Paris, it seems, has been swallowed up by its own hype as the capital of chic. If you're looking for night-life and creative energy these days, you have to move away from the city's beautiful but sterile centre to explore its seedy underbelly.

Perched high on a hilltop in the city's dilapidated East End are the neighbouring areas of Belleville and Menilmontant. Originally an outlying parish of farms and vineyards, they were not incorporated into Paris until the mid-19th century. With its cobbled streets and crumbling facades, Menilmontant still has something of a village feel but, as you make your way up the steep incline to Belleville, village gives way to souk.

Street vendors' cries rend the air as African grocers laden with cardboard boxes of plantains and sweet potatoes try to entice customers away from the Chinese supermarkets. Young Arab men play dice in the doorways of halal butchers, or shoot pool at the local bars while their girlfriends sip mint tea at the rickety tables outside.
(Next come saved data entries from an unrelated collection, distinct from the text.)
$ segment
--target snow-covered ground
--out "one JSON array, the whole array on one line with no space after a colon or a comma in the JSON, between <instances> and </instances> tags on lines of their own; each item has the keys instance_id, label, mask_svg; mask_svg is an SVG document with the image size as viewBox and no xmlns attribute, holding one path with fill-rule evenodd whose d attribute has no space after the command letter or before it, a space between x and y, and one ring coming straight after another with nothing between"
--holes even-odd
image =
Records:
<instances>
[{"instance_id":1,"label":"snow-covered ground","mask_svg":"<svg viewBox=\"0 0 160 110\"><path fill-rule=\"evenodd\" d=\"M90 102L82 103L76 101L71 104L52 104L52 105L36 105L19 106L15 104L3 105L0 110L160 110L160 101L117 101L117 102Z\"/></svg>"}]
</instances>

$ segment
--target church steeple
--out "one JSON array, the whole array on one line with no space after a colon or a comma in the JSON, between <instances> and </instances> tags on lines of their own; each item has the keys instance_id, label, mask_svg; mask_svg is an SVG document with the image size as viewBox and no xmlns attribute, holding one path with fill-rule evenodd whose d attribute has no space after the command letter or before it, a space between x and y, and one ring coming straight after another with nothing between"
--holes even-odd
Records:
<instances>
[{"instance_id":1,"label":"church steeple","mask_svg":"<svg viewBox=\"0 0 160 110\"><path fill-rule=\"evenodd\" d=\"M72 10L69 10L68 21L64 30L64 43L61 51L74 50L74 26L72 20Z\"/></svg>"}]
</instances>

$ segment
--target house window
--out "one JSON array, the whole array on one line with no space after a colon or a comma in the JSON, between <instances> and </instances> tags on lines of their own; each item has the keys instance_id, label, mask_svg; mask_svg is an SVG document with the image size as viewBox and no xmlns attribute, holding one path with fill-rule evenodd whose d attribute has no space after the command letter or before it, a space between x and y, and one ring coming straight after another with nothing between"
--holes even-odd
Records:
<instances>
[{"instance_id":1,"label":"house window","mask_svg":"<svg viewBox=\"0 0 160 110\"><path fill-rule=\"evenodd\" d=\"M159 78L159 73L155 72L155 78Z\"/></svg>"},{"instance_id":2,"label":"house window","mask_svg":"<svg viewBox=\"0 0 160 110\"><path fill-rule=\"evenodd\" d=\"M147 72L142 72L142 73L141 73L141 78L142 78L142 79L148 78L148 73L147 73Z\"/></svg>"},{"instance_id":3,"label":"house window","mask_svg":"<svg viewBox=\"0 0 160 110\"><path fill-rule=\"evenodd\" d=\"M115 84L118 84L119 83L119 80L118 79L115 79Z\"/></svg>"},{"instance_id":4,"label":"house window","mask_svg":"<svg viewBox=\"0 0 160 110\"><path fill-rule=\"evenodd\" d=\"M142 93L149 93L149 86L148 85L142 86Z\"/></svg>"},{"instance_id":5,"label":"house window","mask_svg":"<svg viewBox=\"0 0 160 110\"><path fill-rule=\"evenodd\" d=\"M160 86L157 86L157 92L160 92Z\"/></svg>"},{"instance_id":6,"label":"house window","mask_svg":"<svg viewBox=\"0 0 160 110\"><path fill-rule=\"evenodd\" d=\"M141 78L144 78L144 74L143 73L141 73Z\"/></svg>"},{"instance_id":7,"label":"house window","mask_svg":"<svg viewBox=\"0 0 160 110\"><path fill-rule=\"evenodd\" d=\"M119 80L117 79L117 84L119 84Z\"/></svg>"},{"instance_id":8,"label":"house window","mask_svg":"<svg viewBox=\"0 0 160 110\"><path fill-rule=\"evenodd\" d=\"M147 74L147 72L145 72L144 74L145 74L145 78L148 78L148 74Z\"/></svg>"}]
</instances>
It is in the heart of this vibrantly multicultural area that young, bohemian Parisians have set up home in artists' squats and makeshift studios. Forsaking the upmarket prices of previously trendy areas such as the Latin Quarter, Bastille and the Marais, painters, musicians and general slackers have found their niche on these slopes.
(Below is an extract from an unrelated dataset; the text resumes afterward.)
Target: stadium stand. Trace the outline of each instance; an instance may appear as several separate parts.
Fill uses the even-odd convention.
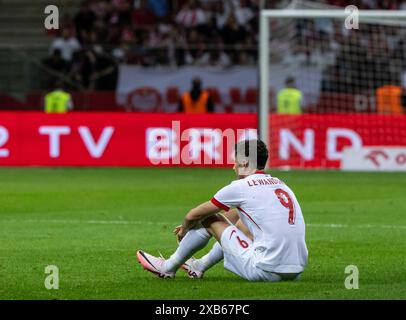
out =
[[[65,81],[72,91],[83,92],[81,96],[86,96],[86,91],[109,92],[108,100],[112,101],[121,64],[150,69],[162,66],[221,69],[257,64],[258,0],[58,0],[55,4],[63,12],[61,29],[47,33],[35,19],[46,1],[13,0],[13,9],[15,5],[21,8],[13,12],[7,10],[7,1],[12,0],[0,4],[0,43],[14,49],[3,47],[0,50],[3,70],[0,92],[11,92],[13,96],[1,99],[0,108],[6,104],[21,108],[24,92],[40,95],[56,78]],[[280,8],[290,1],[266,2],[268,8]],[[339,7],[355,4],[360,9],[406,9],[406,1],[401,0],[323,0],[318,3]],[[302,21],[296,28],[299,36],[295,48],[288,48],[274,58],[284,64],[313,65],[322,69],[321,91],[326,95],[333,92],[335,101],[348,94],[349,87],[353,88],[351,94],[378,88],[383,79],[373,78],[371,82],[370,74],[378,74],[388,65],[405,61],[404,43],[389,45],[393,37],[369,39],[375,33],[363,32],[358,37],[346,38],[339,25],[323,20]],[[318,45],[309,45],[315,39]],[[375,47],[369,45],[373,41]],[[22,46],[25,49],[15,49]],[[379,59],[382,55],[377,47],[390,50],[390,54],[385,55],[389,60]],[[365,55],[369,59],[364,61],[361,58]],[[363,62],[360,64],[360,61]],[[397,70],[401,72],[402,68]],[[350,76],[343,81],[340,78],[343,74]],[[252,92],[253,88],[249,90],[247,93],[231,90],[229,99],[236,104],[253,106],[257,101],[256,92]],[[168,94],[169,104],[173,104],[173,97],[173,93]],[[325,100],[323,96],[320,99],[321,103]],[[85,101],[88,100],[85,98]],[[86,104],[84,109],[89,108],[89,103]],[[33,107],[25,105],[28,109]]]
The 24-year-old mosaic artist Isabelle Le Poul, who has lived in the area for eight years, says the cheap accommodation in the neighbourhood began attracting students in the early Nineties but word has since spread that the quartier has more than affordable apartments to offer. "This place is totally unique in Paris," she declares excitedly, "there's a real buzz here. You get the sense that there's always something going on, a vernissage [art gallery] in one of the squats, a band playing in a local bar ... When I lived in other parts of Paris shops shut at 7pm, cafes pulled down the shutters at 10pm and life came to a grinding halt. What I love about this place is it's full on 24 hours a day. You get the sense of people letting down their hair and enjoying themselves.''

Her boyfriend, Thierry, a singer and musician, feels that the melting- pot of cultures is a crucial factor in the neighbourhood's appeal. "If you follow the rue Oberkampf as it winds up into the rue Menilmontant and up to Belleville you can sample the whole of the world's cuisine in one small area," he says, "You've got Greek restaurants, Thai restaurants, Brazilian restaurants, Chinese takeaways, Jewish delicatessens and traditional French food all bang next door to one another. It's a totally post-modern experience."
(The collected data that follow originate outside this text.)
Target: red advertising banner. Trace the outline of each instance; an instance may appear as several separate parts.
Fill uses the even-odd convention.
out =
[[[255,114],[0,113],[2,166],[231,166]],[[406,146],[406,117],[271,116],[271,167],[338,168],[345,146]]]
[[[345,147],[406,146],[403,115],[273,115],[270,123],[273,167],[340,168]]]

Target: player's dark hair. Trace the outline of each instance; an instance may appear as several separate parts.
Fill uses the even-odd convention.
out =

Journalist Helene Cuvellier, who moved into the neighbourhood last March, believes there is a spirit of openness and tolerance here that is rarely found elsewhere in Paris. "The French are generally so uptight," she laughs, "you don't speak to anyone unless they speak to you first. You can go into the same patisserie every day for a whole year before you get the slightest nod of recognition, whereas here everyone is shouting across the road at you to find out what you are up to. Maybe that's something we've learnt from mixing with other cultures in this area or maybe it's because the area is one of the last old-style neighbourhoods in the city.